Segundo os próprios, o pós-modernismo é “uma estratégia ativista contra a coalização da razão e do poder”. Desta forma, a proposta pós-moderna consiste em “exercer o poder tendo em vista a mudança social”. Já que foi na civilização ocidental que a razão e o poder floresceram, a batalha travada é, em ultima estância, contra o ocidente.
O maior fetiche destes pensadores gálios sempre foi a “desconstrução”. Foucault, por exemplo, dedica a sua obra a “desconstruir” a razão, a verdade e a ideia de que existe uma correspondencia entre pensamento e realidade.

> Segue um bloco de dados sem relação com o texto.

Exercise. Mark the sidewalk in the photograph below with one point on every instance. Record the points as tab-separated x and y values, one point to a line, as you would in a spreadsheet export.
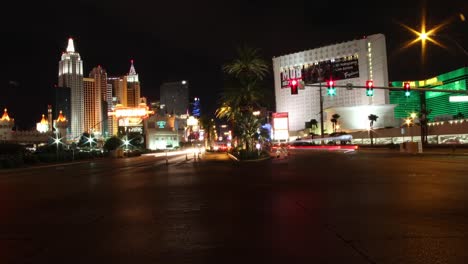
426	151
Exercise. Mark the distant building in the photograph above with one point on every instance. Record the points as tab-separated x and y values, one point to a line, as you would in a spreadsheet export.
63	103
100	85
175	97
43	125
196	111
349	62
162	133
119	90
92	99
439	104
70	75
133	87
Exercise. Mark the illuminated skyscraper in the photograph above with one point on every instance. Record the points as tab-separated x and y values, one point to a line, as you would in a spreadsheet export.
71	75
92	101
175	97
100	85
133	87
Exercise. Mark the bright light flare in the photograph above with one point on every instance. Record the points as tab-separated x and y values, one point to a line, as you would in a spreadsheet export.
428	35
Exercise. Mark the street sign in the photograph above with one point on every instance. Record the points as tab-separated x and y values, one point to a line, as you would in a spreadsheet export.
454	99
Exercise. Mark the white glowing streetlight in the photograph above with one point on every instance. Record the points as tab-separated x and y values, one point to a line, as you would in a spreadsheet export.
57	141
90	141
126	143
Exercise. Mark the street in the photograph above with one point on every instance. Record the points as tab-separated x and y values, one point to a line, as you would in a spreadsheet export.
311	207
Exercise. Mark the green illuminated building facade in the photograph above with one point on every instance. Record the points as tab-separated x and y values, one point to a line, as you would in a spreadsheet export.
438	102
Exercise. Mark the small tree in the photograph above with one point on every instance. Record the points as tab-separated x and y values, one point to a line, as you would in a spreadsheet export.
372	119
112	143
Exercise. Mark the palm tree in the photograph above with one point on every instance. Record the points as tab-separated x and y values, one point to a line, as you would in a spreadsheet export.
240	100
208	125
334	120
372	119
248	67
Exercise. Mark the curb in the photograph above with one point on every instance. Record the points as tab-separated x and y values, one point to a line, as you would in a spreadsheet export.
255	160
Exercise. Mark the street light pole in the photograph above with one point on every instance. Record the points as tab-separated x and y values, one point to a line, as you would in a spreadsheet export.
321	112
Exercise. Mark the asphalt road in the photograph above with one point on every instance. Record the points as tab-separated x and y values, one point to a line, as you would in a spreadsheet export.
312	207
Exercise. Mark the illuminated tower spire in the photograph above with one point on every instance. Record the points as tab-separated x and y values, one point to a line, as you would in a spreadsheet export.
132	69
133	87
71	76
71	46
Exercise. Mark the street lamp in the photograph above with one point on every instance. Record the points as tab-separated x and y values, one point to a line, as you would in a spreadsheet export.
408	122
126	143
56	142
90	141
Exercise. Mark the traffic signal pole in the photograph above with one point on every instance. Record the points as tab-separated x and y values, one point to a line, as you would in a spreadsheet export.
321	113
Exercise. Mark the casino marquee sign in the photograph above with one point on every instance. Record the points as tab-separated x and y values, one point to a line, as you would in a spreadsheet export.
338	69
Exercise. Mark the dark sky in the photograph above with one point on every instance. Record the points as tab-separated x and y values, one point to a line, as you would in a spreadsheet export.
176	40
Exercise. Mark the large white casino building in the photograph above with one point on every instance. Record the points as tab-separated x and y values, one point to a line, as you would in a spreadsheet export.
351	62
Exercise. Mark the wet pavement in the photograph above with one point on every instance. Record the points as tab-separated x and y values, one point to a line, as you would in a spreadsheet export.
313	207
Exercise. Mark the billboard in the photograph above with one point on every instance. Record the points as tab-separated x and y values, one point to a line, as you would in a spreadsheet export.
337	69
280	126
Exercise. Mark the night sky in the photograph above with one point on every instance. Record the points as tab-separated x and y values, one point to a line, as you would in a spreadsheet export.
190	40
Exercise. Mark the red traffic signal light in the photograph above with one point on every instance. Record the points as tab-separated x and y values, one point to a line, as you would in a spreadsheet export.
370	88
293	85
407	88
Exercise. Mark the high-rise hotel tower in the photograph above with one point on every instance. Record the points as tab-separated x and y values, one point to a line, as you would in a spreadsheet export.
71	75
133	87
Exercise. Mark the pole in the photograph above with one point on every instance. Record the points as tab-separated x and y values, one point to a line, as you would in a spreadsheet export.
423	117
321	113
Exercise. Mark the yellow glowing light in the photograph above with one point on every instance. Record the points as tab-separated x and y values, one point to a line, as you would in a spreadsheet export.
425	34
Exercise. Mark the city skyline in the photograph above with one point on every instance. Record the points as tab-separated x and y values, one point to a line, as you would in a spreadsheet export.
193	48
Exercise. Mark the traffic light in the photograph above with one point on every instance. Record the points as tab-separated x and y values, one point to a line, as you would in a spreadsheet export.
293	85
407	88
331	90
369	88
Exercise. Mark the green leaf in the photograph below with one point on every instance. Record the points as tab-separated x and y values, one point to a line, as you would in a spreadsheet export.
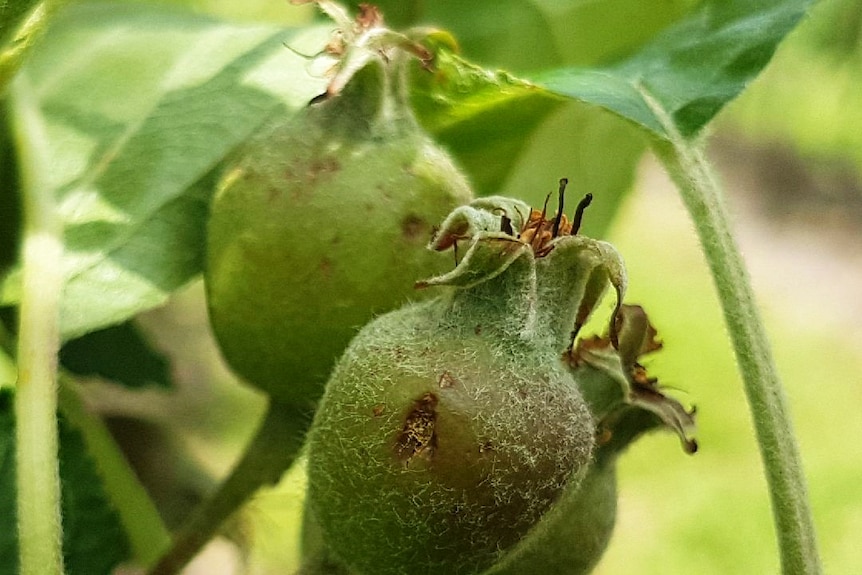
12	12
692	68
517	139
141	106
119	353
10	209
527	35
93	539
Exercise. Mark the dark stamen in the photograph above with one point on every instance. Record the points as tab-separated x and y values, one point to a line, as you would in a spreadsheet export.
556	229
506	225
545	207
579	213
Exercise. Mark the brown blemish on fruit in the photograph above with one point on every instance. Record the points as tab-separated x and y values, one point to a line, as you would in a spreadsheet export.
446	380
418	437
413	227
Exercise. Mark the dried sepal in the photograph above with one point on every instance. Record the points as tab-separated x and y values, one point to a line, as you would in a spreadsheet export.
641	405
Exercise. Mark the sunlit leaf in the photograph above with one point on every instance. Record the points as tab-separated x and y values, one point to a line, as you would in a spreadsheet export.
140	107
692	68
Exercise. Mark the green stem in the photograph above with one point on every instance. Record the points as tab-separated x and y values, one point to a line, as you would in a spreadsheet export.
268	455
38	475
29	31
141	521
702	196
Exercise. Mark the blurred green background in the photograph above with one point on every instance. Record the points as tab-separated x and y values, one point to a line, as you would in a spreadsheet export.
790	153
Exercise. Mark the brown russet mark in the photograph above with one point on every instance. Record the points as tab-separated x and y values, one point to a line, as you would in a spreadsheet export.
418	437
446	380
413	227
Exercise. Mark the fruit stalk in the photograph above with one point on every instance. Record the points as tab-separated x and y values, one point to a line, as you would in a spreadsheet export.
779	452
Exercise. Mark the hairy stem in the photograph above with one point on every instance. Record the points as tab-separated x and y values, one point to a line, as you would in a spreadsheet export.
702	196
40	533
268	455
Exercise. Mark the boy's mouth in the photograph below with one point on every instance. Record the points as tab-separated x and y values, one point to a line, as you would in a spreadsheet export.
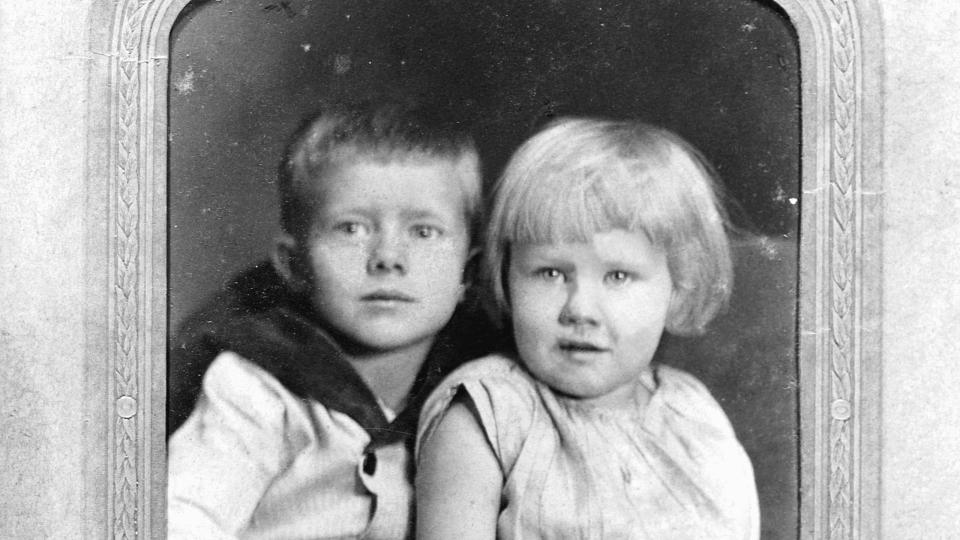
575	345
386	295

Nas palavras de Stanley Fish, a desconstrução “liberta-me da obrigação de ser correto… e exige apenas que eu seja interessante.”​

Infelizmente, os pós-modernistas parecem ter mais interesse na política do que na estética (entenda-se política por extrema esquerda). O pós-modernismo casou perfeitamente com o marxismo, ajudando-o a renascer após o fiasco do “socialismo real”.

Porém, as duas teorias parecem incongruentes em vários aspetos. O marxismo ortodoxo diz-se cientifico, os pós-modernos tem aversão à ciência. O marxismo ortodoxo prega a racionalidade, os pós-modernos pretendem “desconstruí-la”. Sabendo que os comunistas ancestrais preconizavam a produção para a pátria, os pós-modernos preferem “reduzir, reciclar e reutilizar”. Quanto ao extermínio de burgueses, só seria tolerável num gulag sustentável.

Contudo, como em qualquer bom casamento, as desavenças são superadas. Nas palavras de Jacques Derrida: “A desconstrução só tem sentido ou interesse, pelo menos a meu ver, como radicalização, isto é, também na tradição de um certo marxismo, em um certo espírito do marxismo.” Resumindo, o ódio ao capitalismo e a sede de revolução superam qualquer discórdia.

A “guerra” entre burgueses e proletários expandiu-se e o belicismo social tornou-se omnipresente: brancos contra negros, homens contra mulheres, gays contra héteros, gordos contra magros (não estou a gozar), etc. O empenho pós-moderno em demonstrar que todo o cosmos é uma construção social criou nesta gente o ímpeto de desconstruir tudo e mais alguma coisa.

Este ímpeto criou uma nova forma de revolução. Em vez de destruir o capitalismo, esta revolução pretende desmantelar as estruturas onde assentam todas as construções civilizacionais: desde a filosofia à ciência. A guerra deixou de ser contra a classe burguesa, passando a buscar a destruição de conceitos simples mas fulcrais.

Ao “desconstruir” a verdade, o conhecimento e o poder, os pós-modernos pretendem danificar as bases da ciência, da filosofia e do próprio capitalismo. Infelizmente, a esquerda pós-moderna é insolitamente mais nociva que a esquerda marxista.